Numa luxuosa cópia nova, Fellini 8 1/2 cumpriu o seu regular desígnio de agregar em seu redor tanto aqueles que procuram descobrir novas arestas do sonho de um realizador que convida a fantasia para se inspirar, bem como aqueles que descobrem pela primeira vez este clássico de 1963.
É que no final dificilmente seremos os mesmos, como avisava Gianfranco Angelucci, um escritor, realizador e argumentista, estudioso de Fellini (ele que participou no guião de Entrevista, o penúltimo filme de Fellini, em 1987), na detalhada e esclarecedora introdução que precedeu a apresentação na sala cheia do UCI El Corte Inglés, pela primeira vez associado à Festa, diante do impacto que cada um terá diante deste filme singular.
Como se cada um de nós retirasse elementos para compor o nosso filme de vida, impregnado de imaginação neste glorioso desfile ou carrousel de personagens. Porque, como sentencia o guião de Federico Fellini, a vida é uma festa. Vamos vivê-la em conjunto.
Nesta revisão do filme que elegi como figurando no meu top 3, não tive problemas em descobrir as tais novas arestas, desde logo porque estava avisado por Angelucci em descobrir e desfrutar o tal branco, mais branco que o branco (mais puros até do que os puros negros), que nos ajuda a penetrar no tal sonho permanente.
Por outro lado, permitiu-me ainda chegar à conclusão de que 8 1/2 será mais do que um filme sobre um realizador em crise de inspiração, numa assumida ponte com o próprio Fellini. Prefiro encará-lo como uma celebração da dúvida e da incerteza, da vivência do sonho, das memórias e recordações, pois serão elas mesmas a seiva da imaginação e inspiração.

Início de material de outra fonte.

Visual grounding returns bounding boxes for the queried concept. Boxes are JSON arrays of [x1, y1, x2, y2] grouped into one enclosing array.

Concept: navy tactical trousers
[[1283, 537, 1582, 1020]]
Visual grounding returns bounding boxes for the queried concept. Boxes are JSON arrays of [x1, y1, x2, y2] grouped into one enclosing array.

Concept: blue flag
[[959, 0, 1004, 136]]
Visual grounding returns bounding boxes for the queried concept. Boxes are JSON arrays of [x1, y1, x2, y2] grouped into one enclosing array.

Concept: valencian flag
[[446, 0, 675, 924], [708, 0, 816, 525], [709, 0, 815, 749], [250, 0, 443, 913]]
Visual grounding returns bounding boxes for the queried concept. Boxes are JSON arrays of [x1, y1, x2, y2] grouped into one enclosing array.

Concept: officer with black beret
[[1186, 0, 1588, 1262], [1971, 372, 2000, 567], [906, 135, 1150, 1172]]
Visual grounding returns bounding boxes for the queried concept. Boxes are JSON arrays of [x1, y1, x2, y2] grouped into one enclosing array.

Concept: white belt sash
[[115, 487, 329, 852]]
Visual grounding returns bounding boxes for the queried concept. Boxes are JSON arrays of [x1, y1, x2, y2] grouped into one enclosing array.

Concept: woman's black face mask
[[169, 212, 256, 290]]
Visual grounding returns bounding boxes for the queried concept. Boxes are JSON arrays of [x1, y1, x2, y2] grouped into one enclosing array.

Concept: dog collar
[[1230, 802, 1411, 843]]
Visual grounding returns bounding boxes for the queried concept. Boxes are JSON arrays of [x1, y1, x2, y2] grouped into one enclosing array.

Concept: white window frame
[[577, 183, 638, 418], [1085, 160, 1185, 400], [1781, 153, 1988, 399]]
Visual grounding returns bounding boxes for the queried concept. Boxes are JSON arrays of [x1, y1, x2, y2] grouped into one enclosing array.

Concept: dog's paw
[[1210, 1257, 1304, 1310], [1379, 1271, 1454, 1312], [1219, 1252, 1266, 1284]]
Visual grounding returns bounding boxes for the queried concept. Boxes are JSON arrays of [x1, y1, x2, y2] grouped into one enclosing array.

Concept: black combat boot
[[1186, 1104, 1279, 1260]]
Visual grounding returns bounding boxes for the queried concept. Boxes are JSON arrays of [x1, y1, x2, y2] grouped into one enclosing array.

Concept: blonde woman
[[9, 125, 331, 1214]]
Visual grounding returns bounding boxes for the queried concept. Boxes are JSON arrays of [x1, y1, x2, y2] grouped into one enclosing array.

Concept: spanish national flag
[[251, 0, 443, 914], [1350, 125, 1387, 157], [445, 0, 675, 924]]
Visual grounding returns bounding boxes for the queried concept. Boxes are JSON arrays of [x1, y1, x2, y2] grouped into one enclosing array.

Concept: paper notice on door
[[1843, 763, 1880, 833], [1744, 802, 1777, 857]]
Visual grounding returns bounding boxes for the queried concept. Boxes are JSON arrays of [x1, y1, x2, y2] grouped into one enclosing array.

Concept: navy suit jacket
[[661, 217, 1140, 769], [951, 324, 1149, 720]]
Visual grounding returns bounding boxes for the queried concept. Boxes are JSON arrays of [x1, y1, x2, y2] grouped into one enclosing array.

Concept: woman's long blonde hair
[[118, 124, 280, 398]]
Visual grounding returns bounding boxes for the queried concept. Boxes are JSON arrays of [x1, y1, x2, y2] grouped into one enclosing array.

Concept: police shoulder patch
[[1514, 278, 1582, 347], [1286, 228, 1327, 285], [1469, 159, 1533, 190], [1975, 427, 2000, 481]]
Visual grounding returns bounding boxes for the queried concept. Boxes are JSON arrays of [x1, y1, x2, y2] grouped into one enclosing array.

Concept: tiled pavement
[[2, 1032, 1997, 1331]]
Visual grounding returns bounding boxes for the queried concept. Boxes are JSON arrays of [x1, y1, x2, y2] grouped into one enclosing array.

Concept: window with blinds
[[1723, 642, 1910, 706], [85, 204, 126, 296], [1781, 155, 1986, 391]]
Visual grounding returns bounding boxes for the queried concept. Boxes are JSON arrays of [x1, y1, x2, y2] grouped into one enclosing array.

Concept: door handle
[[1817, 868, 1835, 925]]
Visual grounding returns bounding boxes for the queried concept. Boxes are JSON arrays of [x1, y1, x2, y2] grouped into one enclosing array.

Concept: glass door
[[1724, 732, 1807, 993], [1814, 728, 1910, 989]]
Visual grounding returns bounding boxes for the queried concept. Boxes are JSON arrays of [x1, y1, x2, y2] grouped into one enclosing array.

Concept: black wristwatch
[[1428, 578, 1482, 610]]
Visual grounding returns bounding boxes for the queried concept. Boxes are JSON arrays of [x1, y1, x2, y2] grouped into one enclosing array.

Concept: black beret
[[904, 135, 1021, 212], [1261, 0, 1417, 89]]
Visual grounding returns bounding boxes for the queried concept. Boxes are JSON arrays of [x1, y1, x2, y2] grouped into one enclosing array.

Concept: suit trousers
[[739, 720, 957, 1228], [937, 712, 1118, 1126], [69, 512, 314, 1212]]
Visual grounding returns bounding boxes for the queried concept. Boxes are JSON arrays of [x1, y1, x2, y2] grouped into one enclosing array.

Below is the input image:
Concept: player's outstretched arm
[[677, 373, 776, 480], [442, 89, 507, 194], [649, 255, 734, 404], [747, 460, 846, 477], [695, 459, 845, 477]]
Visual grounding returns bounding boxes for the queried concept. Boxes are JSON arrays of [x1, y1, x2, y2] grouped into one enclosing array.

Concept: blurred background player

Até porque nada em 8 1/2 parece feito ao acaso. Basta seguir as deambulações da câmara, bailando ao som das melodias de Nino Rota, pelas termas onde percebemos que Sorrentino se inspirou (ou superou a falta de imaginação) para o apoucado Juventude, mas também nas recordações da infância e das curvas exuberantes de Saraghina a perturbar em ritmo rumba a imaginação da infância, a austeridade seca dos sacerdotes, e sempre as mulheres.
E aí temos Mastroianni em grande, ainda que num registo que poderá não superar o de La Dolce Vita, embora aqui num filme superior, o tal que viria a ganhar o Óscar de Melhor Filme Estrangeiro nesse ano, seria essa a terceira vez, depois de vencer em dois anos seguidos, com La Strada e Noites de Cabiria, respectivamente em 1956 e 57 (viria a ganhar outro, mais tarde, em 1974, com Amarcord).
Marcello é irrepreensível na hesitação, entre a amante (Sandra Milo) e a mulher (Anouk Aimee), porque tinha necessidade de ambas, ou ainda a sua mulher de sonho, Claudia (Claudia Cardinale), tal como a actriz à procura de uma personagem, bem como todas as outras, a bailarina veterana, a mãe, todas reunidas numa das sequências mais marcantes do filme, juntas na casa para a celebração do seu ego.
Num filme que celebra a sua arte, mas também a alegria de viver o sonho, desfilam parte das inquietações do próprio Fellini, desde a inquietação dos produtores, do supervisor do guião, dos agentes das estrelas, bem como a memória da família.
Por isso, a sequência final diante da tal ‘nave espacial’ é talvez das mais belas sequências do mestre italiano, onde se celebra esse caleidoscópio de memórias e emoções. Que no fundo move o cinema. E a nós.
Razão pela qual é difícil de superar Fellini e, este filme, em particular. Se bem que a maior parte dos realizadores não tenha grandes problemas existenciais em superar o seu último filme. Assim tenha um orçamento maior e actores mais conhecidos.